Внезапно из темной аллеи появилась черная высокая фигура. Листья уже казались серыми, и лицо этого человека я увидел лишь тогда, когда он, необычайно медленно, крохотными шажками, почти не отрывая ног от земли, приблизился ко мне и остановился в нескольких шагах. Его руки прятались в каких-то утолщенных раструбах, откуда выходили два тонких стержня, оканчивавшихся черными грушевидными расширениями. Он опирался на них, как человек, необычайно слабый. Он не смотрел на меня, не смотрел ни на что – смех, громкие крики, музыка, взрывы фейерверка, казалось, вообще не существуют для него. Так он постоял с минуту, тяжело дыша, и в свете повторяющихся фейерверков его лицо показалось мне таким древним, словно годы стерли с него всякое выражение, оставив лишь кожу да кости. Когда он уже собрался тронуться дальше, выбросив вперед эти странные груши или протезы, один из них скользнул, я вскочил со скамейки, чтобы поддержать его, но он сам удержался. Он был на голову ниже меня, но все-таки очень высокий для нынешних людей; его блестящие глаза смотрели на меня.
– Простите, – пробормотал я и хотел отойти, но остановился: в его глазах был какой-то приказ.
– Я вас уже видел где-то. Но где? – спросил он неожиданно сильным голосом.

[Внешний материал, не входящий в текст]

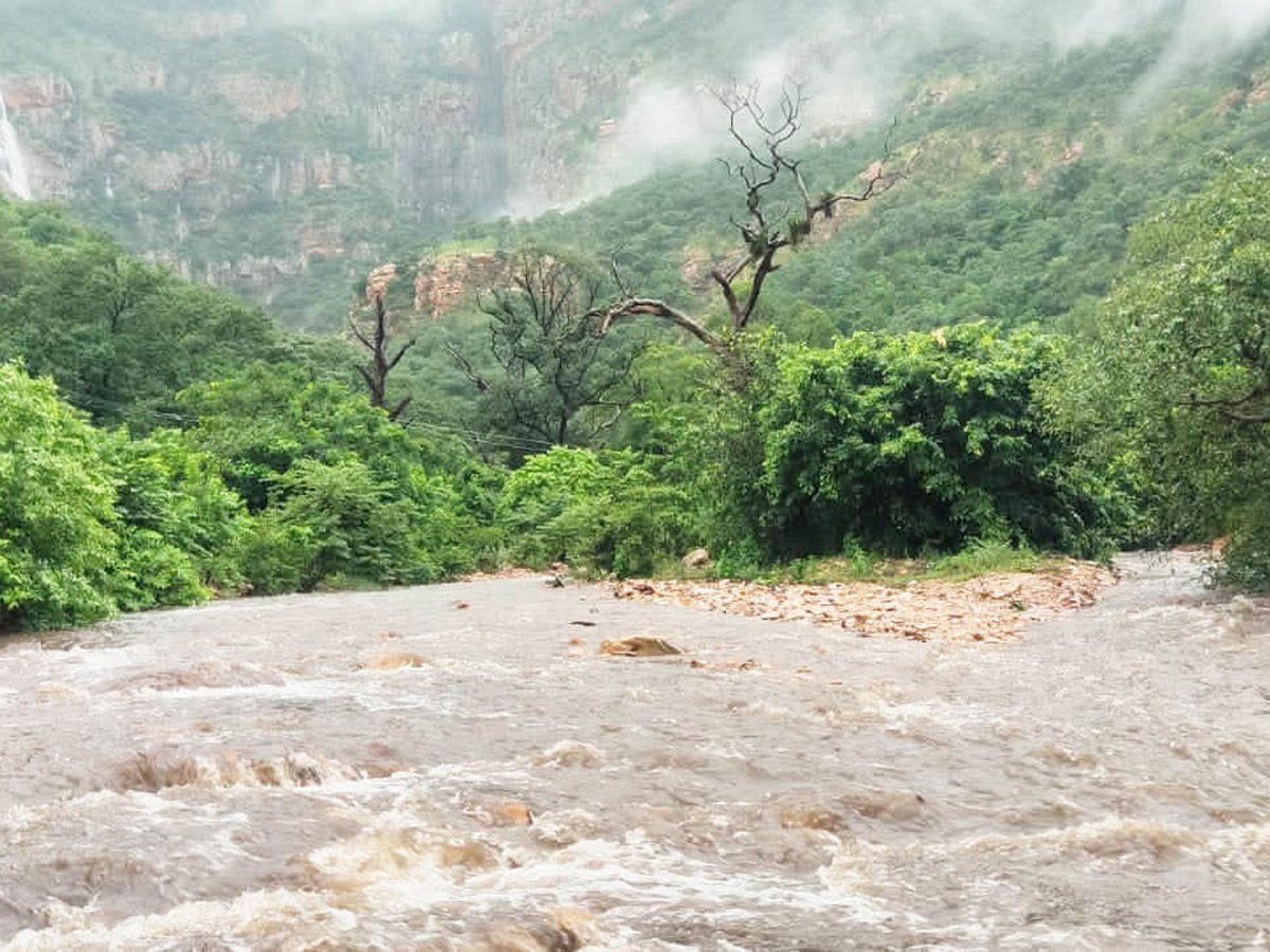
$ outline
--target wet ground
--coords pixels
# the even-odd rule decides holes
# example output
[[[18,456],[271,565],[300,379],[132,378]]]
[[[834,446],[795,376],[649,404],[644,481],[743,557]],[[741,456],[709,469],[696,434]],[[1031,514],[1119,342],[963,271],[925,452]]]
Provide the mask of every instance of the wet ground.
[[[1265,948],[1270,608],[1125,569],[1005,645],[536,579],[10,640],[0,948]]]

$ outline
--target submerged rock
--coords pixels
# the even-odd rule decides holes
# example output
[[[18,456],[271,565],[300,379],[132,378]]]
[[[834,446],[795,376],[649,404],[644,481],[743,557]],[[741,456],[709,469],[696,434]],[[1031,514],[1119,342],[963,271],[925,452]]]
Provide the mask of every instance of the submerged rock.
[[[669,641],[639,635],[631,638],[613,638],[599,646],[599,654],[615,655],[618,658],[662,658],[665,655],[682,655]]]

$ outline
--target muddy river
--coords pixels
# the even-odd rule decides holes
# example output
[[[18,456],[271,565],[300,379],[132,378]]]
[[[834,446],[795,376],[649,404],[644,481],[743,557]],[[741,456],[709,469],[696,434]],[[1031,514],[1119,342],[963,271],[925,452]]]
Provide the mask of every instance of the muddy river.
[[[1270,608],[1124,567],[1010,645],[538,579],[10,638],[0,948],[1266,948]]]

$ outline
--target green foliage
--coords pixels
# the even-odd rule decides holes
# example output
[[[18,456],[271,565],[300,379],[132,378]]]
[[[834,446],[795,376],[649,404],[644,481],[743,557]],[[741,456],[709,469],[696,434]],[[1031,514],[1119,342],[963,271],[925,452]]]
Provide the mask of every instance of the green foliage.
[[[1046,433],[1033,385],[1058,343],[966,325],[856,334],[827,350],[747,344],[752,378],[681,430],[700,447],[711,539],[743,562],[961,548],[1097,553],[1111,496]]]
[[[239,555],[255,590],[432,581],[475,567],[495,543],[480,522],[481,467],[343,383],[255,363],[180,400],[198,419],[189,439],[257,514]]]
[[[1215,581],[1252,592],[1270,592],[1270,508],[1262,496],[1232,513],[1236,529],[1222,551]]]
[[[558,447],[532,457],[499,504],[513,560],[626,576],[678,559],[695,539],[693,513],[657,468],[634,451]]]
[[[0,358],[52,376],[99,423],[170,423],[178,390],[279,347],[258,308],[130,258],[48,206],[0,202],[0,249],[14,258]]]
[[[1144,541],[1234,531],[1229,578],[1251,581],[1270,490],[1270,169],[1228,170],[1130,251],[1046,401],[1097,465],[1138,471]]]
[[[114,611],[116,528],[98,434],[50,381],[0,364],[0,625],[80,625]]]
[[[104,434],[104,456],[118,486],[121,608],[189,604],[239,581],[232,552],[246,514],[215,459],[170,429]]]

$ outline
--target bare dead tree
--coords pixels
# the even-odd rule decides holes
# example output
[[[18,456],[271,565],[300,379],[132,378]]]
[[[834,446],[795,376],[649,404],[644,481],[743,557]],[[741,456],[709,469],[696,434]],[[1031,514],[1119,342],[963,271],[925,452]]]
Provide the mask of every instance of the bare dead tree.
[[[745,216],[739,221],[735,217],[732,220],[743,251],[734,264],[711,272],[711,278],[728,305],[732,330],[739,333],[749,326],[765,283],[781,268],[777,259],[785,249],[810,237],[817,222],[832,218],[839,206],[870,201],[904,178],[907,170],[889,171],[886,168],[894,135],[892,126],[881,160],[870,165],[865,173],[862,190],[829,190],[813,195],[803,173],[803,160],[790,154],[790,143],[803,127],[803,113],[808,103],[803,85],[791,81],[782,84],[776,114],[772,117],[761,104],[757,83],[744,89],[733,85],[712,91],[728,112],[728,131],[742,155],[737,162],[720,162],[728,176],[739,182],[744,189]],[[780,221],[770,211],[768,198],[772,189],[785,188],[786,183],[792,183],[801,208],[798,212],[789,209],[785,220]],[[630,293],[616,263],[612,270],[620,293],[616,301],[593,312],[598,333],[607,333],[616,321],[626,317],[660,317],[679,326],[711,350],[720,354],[729,352],[728,341],[700,320],[659,298]],[[748,288],[744,287],[747,279]]]
[[[588,444],[639,396],[635,347],[597,333],[603,282],[541,251],[525,251],[512,286],[481,294],[489,316],[489,376],[456,345],[455,367],[481,395],[484,421],[504,435],[541,444]]]
[[[392,357],[389,357],[389,312],[384,303],[382,291],[371,296],[371,326],[363,329],[358,325],[357,317],[349,315],[348,326],[358,343],[371,353],[370,360],[357,367],[357,372],[362,374],[362,380],[366,381],[366,386],[371,391],[371,406],[386,409],[389,374],[401,363],[406,352],[414,347],[415,339],[410,338],[398,348]],[[389,410],[389,419],[399,419],[410,405],[410,400],[411,397],[405,397]]]

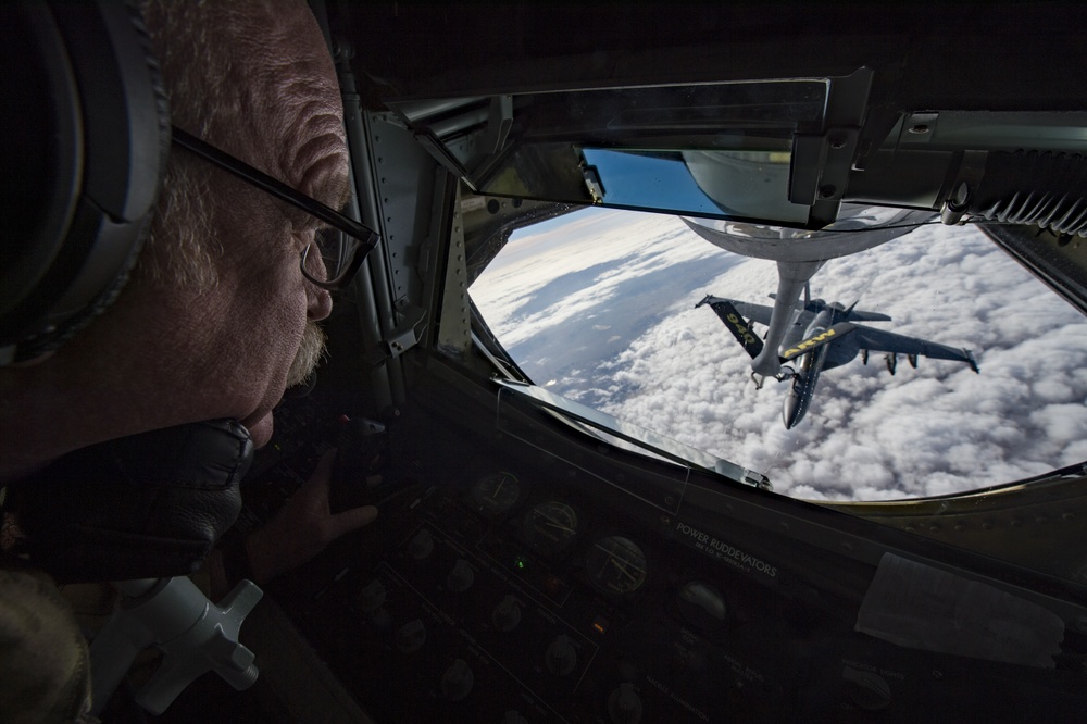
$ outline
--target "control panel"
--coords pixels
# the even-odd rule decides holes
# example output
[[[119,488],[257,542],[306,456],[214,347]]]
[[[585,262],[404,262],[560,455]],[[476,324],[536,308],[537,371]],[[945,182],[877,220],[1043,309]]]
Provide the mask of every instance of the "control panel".
[[[1009,682],[1047,714],[1087,702],[1073,632],[1055,671],[895,646],[854,631],[872,571],[808,544],[663,511],[603,482],[607,464],[493,430],[300,409],[258,460],[242,524],[353,446],[338,504],[378,520],[267,591],[378,722],[996,716],[1009,704],[986,692]]]

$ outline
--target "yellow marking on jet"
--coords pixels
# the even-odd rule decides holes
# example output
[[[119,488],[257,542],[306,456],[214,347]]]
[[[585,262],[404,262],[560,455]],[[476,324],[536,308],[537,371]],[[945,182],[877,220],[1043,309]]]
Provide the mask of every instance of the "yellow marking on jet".
[[[797,354],[800,354],[804,350],[807,350],[807,349],[809,349],[811,347],[815,347],[816,345],[820,345],[821,342],[826,341],[827,339],[829,339],[834,335],[835,335],[834,328],[830,328],[830,329],[827,329],[826,332],[824,332],[822,334],[815,335],[814,337],[809,337],[808,339],[803,340],[802,342],[800,342],[796,347],[790,347],[789,349],[785,350],[782,353],[782,357],[784,357],[786,359],[788,359],[790,357],[796,357]]]
[[[751,345],[755,341],[754,335],[751,334],[751,330],[744,326],[742,324],[744,320],[736,316],[735,314],[729,314],[728,321],[732,323],[733,329],[736,330],[736,334],[741,335],[744,337],[745,345]]]

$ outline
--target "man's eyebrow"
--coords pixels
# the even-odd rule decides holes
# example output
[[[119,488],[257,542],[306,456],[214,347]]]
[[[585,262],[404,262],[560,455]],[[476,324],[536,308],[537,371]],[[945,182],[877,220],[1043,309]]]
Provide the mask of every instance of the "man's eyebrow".
[[[329,178],[322,189],[325,202],[332,209],[343,213],[343,209],[351,201],[351,180],[347,173],[337,174]]]

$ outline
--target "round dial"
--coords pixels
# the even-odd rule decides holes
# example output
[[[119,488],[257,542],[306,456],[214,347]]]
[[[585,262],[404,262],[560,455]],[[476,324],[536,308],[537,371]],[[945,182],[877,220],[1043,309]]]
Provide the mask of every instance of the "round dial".
[[[468,490],[468,503],[477,513],[498,517],[521,499],[521,483],[513,473],[491,473],[480,477]]]
[[[607,594],[633,594],[646,583],[646,554],[629,538],[610,536],[585,554],[589,582]]]
[[[525,540],[545,553],[570,548],[577,538],[577,513],[558,500],[542,502],[525,515]]]

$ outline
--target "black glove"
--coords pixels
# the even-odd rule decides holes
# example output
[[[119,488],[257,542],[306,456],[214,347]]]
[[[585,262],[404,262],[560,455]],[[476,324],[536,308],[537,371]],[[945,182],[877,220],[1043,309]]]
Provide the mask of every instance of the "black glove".
[[[24,536],[12,552],[58,583],[187,575],[238,517],[252,458],[234,420],[76,450],[9,486]]]

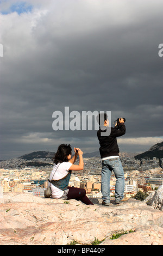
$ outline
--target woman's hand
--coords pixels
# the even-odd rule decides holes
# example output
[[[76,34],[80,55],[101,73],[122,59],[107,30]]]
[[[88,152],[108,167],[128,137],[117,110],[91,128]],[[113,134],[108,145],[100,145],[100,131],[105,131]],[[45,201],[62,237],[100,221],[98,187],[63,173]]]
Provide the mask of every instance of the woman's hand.
[[[79,149],[78,150],[78,153],[79,156],[80,156],[80,155],[83,155],[83,151],[81,150],[81,149]]]

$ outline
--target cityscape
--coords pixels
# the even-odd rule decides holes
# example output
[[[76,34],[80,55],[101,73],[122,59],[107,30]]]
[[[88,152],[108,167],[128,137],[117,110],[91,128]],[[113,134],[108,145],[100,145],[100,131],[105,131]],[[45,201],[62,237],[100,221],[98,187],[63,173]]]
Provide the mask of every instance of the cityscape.
[[[102,163],[99,157],[84,157],[83,170],[72,172],[69,186],[84,188],[90,197],[102,198],[101,191]],[[139,191],[150,193],[163,184],[163,158],[135,159],[134,157],[121,157],[125,177],[124,194],[134,196]],[[0,195],[5,192],[30,193],[36,196],[44,196],[48,185],[47,180],[53,168],[51,158],[33,159],[40,166],[23,165],[21,158],[0,162]],[[76,164],[78,164],[77,159]],[[42,165],[41,165],[42,163]],[[110,179],[110,195],[115,195],[116,178],[112,173]]]

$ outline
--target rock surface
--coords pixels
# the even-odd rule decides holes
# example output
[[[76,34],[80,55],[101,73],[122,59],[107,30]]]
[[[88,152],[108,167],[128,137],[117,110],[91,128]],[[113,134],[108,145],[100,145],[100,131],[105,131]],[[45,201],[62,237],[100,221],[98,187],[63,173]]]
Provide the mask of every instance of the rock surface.
[[[149,194],[145,200],[148,205],[152,205],[154,209],[163,210],[163,185],[158,190]]]
[[[100,245],[163,245],[161,210],[134,199],[120,205],[112,200],[110,206],[102,206],[101,199],[93,200],[96,204],[86,205],[73,199],[4,193],[0,198],[0,245],[91,245],[95,238],[103,241]]]

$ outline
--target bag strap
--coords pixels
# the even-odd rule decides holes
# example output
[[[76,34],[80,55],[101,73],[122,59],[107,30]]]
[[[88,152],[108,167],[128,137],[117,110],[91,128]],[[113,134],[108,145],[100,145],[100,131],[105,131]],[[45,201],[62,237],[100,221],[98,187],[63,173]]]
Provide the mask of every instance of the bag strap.
[[[54,174],[53,174],[53,177],[52,177],[52,179],[51,179],[51,180],[50,180],[49,179],[48,180],[48,181],[49,181],[49,182],[52,183],[52,180],[53,180],[53,178],[54,177],[54,174],[55,174],[55,173],[56,173],[56,171],[57,171],[57,169],[58,168],[58,167],[59,167],[59,166],[60,166],[60,164],[61,163],[60,163],[59,164],[59,166],[58,166],[56,170],[55,170],[55,173],[54,173]]]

– Сомневаюсь, – ответил я, покачивая головой. – Я только вчера вернулся… из очень далекой экспедиции.
– Откуда?
– Фомальгаут.
Его глаза сверкнули.
– Ардер! Том Ардер!!
– Нет, – сказал я. – Но я был с ним.
– А он?
– Погиб.
Он задохнулся:
– Помогите… мне… сесть…
Я обхватил его за плечи. Под черным скользким материалом прощупывались одни только кости. Медленно опустил его на скамейку. Стал рядом.
– Сядьте… тоже.
Я сел. Он все еще тяжело дышал, не открывая глаз.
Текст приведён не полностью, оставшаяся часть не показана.